Go 1.23 makes two significant changes to the implementation of time.Timer and time.Ticker.

First, Timers and Tickers that are no longer referred to by the program become eligible for garbage collection immediately, even if their Stop methods have not been called. Earlier versions of Go did not collect unstopped Timers until after they had fired and never collected unstopped Tickers.

Second, the timer channel associated with a Timer or Ticker is now unbuffered, with capacity 0. The main effect of this change is that Go now guarantees that for any call to a Reset or Stop method, no stale values prepared before that call will be sent or received after the call. Earlier versions of Go used channels with a one-element buffer, making it difficult to use Reset and Stop correctly. A visible effect of this change is that len and cap of timer channels now returns 0 instead of 1, which may affect programs that poll the length to decide whether a receive on the timer channel will succeed.

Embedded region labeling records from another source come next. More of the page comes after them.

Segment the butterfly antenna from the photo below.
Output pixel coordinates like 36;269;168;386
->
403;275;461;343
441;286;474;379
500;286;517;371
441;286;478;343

Such code should use a non-blocking receive instead.

These new behaviors are only enabled when the main Go program is in a module with a go.mod go line using Go 1.23.0 or later. When Go 1.23 builds older programs, the old behaviors remain in effect. The new GODEBUG setting asynctimerchan=1 can be used to revert back to asynchronous channel behaviors even when a program names Go 1.23.0 or later in its go.mod file.